For some games, such as Little Big Planet, the creation process is as important as the game itself. This type of game elevates the creation process, but is still operating on a similar mode to those mentioned above. The barrier to creation is certainly lessened (particularly from the inclusion of level editors as a part of the main game executable), but it doesn’t traverse these lines completely.
I can’t go all that much further without mentioning Spore, which has to be the most ambitious example of Content Creation out there. The game is all about creating content: whether it be the shape of your creatures, the direction of its society or the design of its buildings and machinery, Spore gives you an unprecedented amount of control over the content you play with.

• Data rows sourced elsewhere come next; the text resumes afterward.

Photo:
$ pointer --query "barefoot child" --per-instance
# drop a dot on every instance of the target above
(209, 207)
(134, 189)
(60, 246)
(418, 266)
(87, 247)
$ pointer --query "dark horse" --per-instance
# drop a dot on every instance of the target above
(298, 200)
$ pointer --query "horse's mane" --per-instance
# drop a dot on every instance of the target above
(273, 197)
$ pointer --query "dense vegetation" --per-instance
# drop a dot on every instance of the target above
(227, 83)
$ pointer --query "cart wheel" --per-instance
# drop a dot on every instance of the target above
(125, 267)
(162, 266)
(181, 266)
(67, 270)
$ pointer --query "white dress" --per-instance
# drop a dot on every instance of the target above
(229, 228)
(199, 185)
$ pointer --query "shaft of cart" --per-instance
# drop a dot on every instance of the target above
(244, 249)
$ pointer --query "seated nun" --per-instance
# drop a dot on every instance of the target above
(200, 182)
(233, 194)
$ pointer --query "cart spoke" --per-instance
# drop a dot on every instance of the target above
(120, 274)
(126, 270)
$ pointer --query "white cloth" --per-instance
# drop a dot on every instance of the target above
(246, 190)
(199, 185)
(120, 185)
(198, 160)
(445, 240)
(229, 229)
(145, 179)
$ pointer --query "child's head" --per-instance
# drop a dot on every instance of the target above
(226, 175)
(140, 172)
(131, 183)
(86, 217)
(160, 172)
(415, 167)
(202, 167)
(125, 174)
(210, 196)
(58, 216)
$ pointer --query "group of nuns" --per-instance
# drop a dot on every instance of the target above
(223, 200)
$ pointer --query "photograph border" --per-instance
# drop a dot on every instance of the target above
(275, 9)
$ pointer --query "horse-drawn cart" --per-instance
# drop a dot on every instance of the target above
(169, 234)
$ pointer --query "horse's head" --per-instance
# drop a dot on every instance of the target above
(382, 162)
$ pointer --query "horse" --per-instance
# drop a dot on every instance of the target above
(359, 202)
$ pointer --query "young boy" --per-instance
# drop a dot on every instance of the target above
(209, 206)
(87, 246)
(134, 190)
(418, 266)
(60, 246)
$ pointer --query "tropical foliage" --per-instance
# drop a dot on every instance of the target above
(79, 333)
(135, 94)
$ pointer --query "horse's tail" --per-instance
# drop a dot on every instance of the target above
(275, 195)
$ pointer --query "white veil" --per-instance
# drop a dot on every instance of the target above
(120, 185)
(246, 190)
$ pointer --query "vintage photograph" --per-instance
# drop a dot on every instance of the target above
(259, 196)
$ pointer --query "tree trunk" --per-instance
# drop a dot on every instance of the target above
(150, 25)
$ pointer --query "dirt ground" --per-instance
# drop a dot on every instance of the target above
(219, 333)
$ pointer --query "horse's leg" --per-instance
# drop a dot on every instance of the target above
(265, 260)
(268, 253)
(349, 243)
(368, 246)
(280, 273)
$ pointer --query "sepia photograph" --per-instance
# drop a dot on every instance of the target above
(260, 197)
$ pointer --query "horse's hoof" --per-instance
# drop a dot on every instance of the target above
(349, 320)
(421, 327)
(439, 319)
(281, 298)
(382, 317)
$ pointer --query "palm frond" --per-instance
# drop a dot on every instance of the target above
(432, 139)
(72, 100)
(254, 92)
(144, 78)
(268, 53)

When we look at Spore, we see that the creation of your society and its creatures is new in two ways: its scope and its distribution. In terms of scope, we see that plenty of games allow you to shape a society (see the Civilisation games), but Spore takes this a step further by allowing a massive variety of creatures with accompanying advantages and disadvantages. In this way, Spore breaks down the transition between use and creation of characters, units, models and stories in the way that games like Civilisation, the Movies and other sandbox games will often do for characters and stories.
The distribution in Spore, however, marks a marked change in the way we look at user generated content. Specifically, the aforementioned units, characters and models are automatically distributed to other players online, to allow them to experience other players’ creations in their game’s galaxy. Spore manages, where many games fail, to completely streamline the entire Use-Creation-Use lifecycle by implicitly making the act of use the act of creation and distribution.

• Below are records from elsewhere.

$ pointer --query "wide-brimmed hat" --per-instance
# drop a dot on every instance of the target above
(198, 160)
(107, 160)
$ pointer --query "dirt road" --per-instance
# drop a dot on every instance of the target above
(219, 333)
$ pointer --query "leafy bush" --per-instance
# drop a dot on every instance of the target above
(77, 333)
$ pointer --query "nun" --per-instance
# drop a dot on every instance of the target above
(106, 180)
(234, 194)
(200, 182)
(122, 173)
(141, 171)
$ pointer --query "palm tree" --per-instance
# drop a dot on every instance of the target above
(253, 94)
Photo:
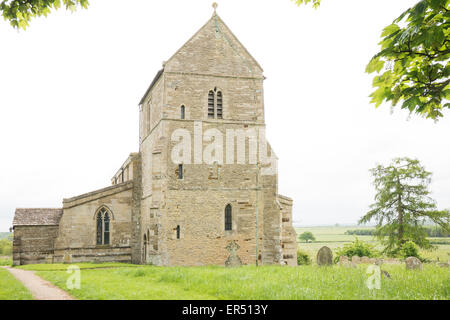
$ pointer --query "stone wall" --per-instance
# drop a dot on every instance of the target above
(212, 59)
(33, 244)
(289, 236)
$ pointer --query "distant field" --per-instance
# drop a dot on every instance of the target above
(335, 237)
(251, 283)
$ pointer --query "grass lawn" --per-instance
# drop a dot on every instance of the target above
(250, 282)
(11, 288)
(5, 261)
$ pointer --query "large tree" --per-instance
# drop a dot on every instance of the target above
(20, 12)
(402, 204)
(413, 65)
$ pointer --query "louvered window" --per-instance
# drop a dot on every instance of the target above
(211, 105)
(228, 218)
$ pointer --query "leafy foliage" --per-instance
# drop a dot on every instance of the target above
(315, 3)
(409, 249)
(306, 236)
(356, 248)
(20, 12)
(415, 51)
(402, 204)
(303, 258)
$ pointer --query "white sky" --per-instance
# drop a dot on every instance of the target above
(70, 85)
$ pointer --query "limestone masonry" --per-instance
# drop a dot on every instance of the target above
(165, 212)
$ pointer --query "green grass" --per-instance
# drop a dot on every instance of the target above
(254, 283)
(63, 267)
(11, 288)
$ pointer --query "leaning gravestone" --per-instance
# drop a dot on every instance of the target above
(412, 263)
(233, 259)
(356, 259)
(343, 260)
(325, 257)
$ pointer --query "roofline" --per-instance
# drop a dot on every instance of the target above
(155, 80)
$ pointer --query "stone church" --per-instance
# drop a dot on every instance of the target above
(187, 212)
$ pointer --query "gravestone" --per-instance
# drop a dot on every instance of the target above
(325, 257)
(49, 258)
(385, 274)
(343, 260)
(233, 259)
(67, 258)
(412, 263)
(356, 259)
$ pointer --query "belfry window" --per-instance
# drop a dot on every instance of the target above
(215, 104)
(228, 218)
(180, 171)
(103, 226)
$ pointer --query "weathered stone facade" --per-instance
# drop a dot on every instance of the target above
(153, 213)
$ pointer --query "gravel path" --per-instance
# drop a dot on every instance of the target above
(40, 288)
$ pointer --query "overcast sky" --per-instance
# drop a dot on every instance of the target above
(70, 85)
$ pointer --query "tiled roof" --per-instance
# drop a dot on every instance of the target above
(37, 217)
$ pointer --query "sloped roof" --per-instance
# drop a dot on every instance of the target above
(158, 75)
(37, 217)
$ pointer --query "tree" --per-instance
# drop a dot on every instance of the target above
(402, 205)
(20, 12)
(415, 52)
(305, 236)
(315, 3)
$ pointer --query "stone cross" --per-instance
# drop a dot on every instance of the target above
(233, 259)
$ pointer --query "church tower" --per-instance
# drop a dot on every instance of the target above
(202, 190)
(202, 181)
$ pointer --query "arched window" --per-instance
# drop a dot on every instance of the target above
(215, 104)
(219, 105)
(103, 219)
(228, 218)
(99, 229)
(106, 231)
(211, 105)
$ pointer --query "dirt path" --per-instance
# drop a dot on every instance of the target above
(40, 288)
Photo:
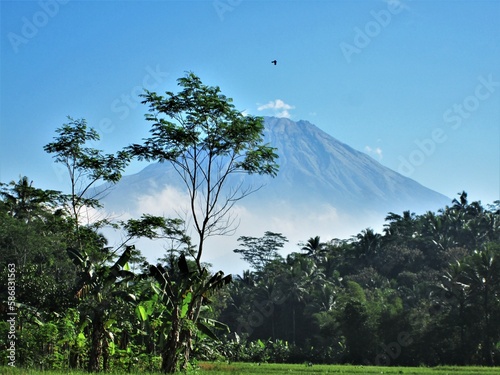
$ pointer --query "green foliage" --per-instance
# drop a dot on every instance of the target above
(207, 140)
(259, 252)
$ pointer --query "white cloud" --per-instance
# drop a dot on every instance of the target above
(377, 151)
(278, 107)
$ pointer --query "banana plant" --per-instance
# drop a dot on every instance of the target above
(99, 286)
(184, 294)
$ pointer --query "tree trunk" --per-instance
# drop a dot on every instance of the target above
(95, 355)
(169, 355)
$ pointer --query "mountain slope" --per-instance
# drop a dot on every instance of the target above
(314, 165)
(323, 187)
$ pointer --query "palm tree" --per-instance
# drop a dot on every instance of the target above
(315, 249)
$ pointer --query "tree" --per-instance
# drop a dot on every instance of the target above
(85, 165)
(315, 249)
(260, 251)
(206, 140)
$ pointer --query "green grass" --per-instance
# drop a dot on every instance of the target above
(276, 369)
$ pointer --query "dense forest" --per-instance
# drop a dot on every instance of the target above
(425, 291)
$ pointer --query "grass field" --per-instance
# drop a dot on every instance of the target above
(277, 369)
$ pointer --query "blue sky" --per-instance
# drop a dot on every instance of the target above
(415, 84)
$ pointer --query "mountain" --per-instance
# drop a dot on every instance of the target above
(323, 187)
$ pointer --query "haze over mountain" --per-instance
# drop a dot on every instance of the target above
(323, 187)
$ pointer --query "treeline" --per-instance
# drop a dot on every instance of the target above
(425, 291)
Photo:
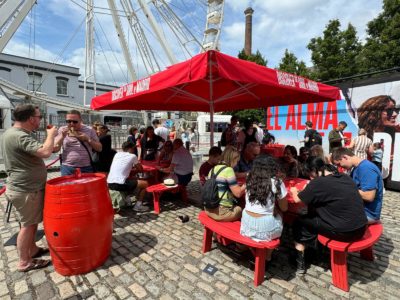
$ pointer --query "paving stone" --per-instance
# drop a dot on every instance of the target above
(66, 290)
(38, 277)
(170, 286)
(205, 287)
(171, 275)
(57, 278)
(181, 295)
(44, 291)
(116, 270)
(121, 292)
(20, 287)
(189, 276)
(138, 290)
(92, 278)
(186, 286)
(236, 294)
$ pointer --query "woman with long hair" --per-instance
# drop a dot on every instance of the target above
(132, 138)
(172, 134)
(165, 157)
(378, 114)
(150, 143)
(338, 209)
(261, 220)
(361, 145)
(106, 155)
(318, 151)
(228, 188)
(289, 163)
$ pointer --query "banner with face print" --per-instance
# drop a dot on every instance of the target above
(374, 108)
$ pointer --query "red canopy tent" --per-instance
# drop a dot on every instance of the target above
(213, 82)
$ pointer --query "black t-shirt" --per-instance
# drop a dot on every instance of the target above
(309, 133)
(336, 201)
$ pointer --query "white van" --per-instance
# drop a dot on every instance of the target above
(203, 127)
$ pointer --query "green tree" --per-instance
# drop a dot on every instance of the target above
(290, 63)
(335, 54)
(382, 47)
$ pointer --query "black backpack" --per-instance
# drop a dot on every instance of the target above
(209, 194)
(223, 138)
(316, 138)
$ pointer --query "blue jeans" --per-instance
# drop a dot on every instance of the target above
(68, 170)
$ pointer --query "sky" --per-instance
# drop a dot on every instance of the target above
(55, 31)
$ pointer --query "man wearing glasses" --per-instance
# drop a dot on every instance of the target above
(27, 174)
(368, 179)
(78, 142)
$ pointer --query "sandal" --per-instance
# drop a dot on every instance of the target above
(35, 264)
(41, 251)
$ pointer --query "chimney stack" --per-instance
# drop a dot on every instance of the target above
(249, 23)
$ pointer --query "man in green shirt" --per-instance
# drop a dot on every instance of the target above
(23, 159)
(336, 137)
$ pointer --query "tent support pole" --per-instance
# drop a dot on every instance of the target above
(211, 102)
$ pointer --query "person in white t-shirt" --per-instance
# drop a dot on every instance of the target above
(260, 132)
(118, 177)
(181, 164)
(160, 130)
(261, 219)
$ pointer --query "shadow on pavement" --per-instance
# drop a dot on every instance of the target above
(138, 243)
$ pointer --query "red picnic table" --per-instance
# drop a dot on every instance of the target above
(275, 150)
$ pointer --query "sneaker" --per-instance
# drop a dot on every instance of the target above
(128, 201)
(140, 208)
(300, 261)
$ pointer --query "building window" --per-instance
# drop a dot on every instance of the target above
(62, 86)
(34, 81)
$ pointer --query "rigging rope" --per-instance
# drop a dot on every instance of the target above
(112, 50)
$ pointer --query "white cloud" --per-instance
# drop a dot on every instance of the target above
(277, 25)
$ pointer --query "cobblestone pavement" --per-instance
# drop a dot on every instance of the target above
(158, 257)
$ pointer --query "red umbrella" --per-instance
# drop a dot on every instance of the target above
(213, 82)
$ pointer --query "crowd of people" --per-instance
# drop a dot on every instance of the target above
(344, 194)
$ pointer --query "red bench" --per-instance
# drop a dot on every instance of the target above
(339, 252)
(231, 231)
(158, 189)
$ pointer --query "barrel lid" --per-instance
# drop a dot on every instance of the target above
(77, 178)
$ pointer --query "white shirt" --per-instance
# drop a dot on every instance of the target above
(342, 136)
(121, 167)
(162, 131)
(183, 161)
(259, 135)
(257, 208)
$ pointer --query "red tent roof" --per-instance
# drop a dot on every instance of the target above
(218, 82)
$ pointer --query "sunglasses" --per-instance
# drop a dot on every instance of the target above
(390, 111)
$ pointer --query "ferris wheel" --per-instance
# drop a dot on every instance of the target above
(150, 34)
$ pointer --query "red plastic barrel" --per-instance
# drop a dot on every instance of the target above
(78, 222)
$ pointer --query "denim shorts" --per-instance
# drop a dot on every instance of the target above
(29, 206)
(264, 228)
(68, 170)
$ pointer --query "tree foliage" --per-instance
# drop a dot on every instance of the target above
(335, 54)
(290, 63)
(382, 48)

At this point, we come to story. Now obviously, user created stories are both created and transmitted all the time through level and mod creation, which is a process which generally sacrifices the ease of the Use-Creation transition in favour of a simpler Creation-Use transition. When I talk about story in this context, however, I’m not talking about these crafted stories: instead I speak of the stories crafted from the individual players of a game, whether that be a linear first-person shooter or a sandbox empire-building game.
And we hear these stories all the time – remember that time that I sliced that line of a dozen zombies in half in Half-Life 2 with a single saw-blade, only to be ambushed from behind by a fast zombie? Or that time you were able to take out entire countries with your devastating web of spies and assassins in Rome:Total War? We’re aware of the power of games to create very personal stories without any extra effort (the Use-Creation transition), but the Creation-Use transition in this area is seldom made simple. Even the act of recording games generally requires a third-party application, and many players will have to write the narrative of their playthroughs to allow this transition to occur.

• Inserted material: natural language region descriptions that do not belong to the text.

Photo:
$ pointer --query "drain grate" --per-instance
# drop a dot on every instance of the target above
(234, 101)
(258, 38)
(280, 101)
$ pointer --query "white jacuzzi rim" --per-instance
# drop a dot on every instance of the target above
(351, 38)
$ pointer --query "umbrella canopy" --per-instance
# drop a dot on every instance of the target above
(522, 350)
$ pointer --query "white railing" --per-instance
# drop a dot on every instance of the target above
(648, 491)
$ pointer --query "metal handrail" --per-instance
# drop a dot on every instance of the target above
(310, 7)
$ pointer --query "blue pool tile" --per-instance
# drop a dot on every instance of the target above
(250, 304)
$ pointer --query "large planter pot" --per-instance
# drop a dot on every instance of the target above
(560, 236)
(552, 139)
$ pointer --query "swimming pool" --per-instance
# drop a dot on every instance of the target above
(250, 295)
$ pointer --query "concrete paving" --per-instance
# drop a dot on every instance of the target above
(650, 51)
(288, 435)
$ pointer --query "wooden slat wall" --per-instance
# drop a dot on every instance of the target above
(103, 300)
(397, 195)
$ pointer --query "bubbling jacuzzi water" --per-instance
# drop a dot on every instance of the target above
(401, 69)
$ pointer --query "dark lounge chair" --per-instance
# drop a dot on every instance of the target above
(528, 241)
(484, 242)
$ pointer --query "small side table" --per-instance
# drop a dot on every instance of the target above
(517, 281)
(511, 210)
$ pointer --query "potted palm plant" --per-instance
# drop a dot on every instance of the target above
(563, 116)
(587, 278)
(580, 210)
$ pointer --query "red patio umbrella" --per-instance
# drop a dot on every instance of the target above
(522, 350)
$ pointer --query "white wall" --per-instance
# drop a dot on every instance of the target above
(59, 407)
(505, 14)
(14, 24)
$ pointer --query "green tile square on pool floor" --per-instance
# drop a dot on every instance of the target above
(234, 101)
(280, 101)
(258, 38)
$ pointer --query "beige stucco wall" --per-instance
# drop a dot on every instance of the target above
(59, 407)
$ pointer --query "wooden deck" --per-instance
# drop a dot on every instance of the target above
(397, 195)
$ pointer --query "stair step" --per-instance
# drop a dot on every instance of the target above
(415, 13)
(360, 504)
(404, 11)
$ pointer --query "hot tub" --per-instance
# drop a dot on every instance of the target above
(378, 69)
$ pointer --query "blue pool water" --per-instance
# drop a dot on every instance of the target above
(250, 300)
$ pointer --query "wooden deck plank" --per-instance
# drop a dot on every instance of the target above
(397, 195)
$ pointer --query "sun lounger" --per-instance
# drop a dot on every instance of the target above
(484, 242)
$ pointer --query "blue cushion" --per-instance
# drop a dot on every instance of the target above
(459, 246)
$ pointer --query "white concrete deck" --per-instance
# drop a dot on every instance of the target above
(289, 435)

Interestingly enough, it seems like RTS’s are somewhat leading the way here, but are doing so for tactical reasons rather than for narrative ones. Many games will now allow for the recording of games, which can then be played back later. I haven’t seen any that then allow for the easy or automatic distribution of such recordings, but I’ll admit that I haven’t looked all that hard.
In any case, I feel that a simple video is not the answer when it comes to recording player stories. A large amount of the story is, quite often, not all that riveting once communicated in its entirety, and so tools to allow the player to easily communicate the most important aspects of their story are needed. In order to blur the transition lines entirely, these tools need to be hidden within the gameplay, perhaps algorithmically generating content that other players can either watch or play through.
The question now becomes not how to make users create content, but how to pick the content that should be utilised and how to take advantage of this content. Do we allow players to play through a world within which another player’s story is progressing? If so, how do we control the interactions this new player might have with the existing story?
We all experience stories within our game playing experiences which transcend those of other mediums, and we often find ourselves wanting to share these experiences with others. Can we streamline this sharing process while capitalising on the creative potential of the stories that players create? And can we find more ways to insert content creation into the general stream of gameplay? These questions, I leave to you.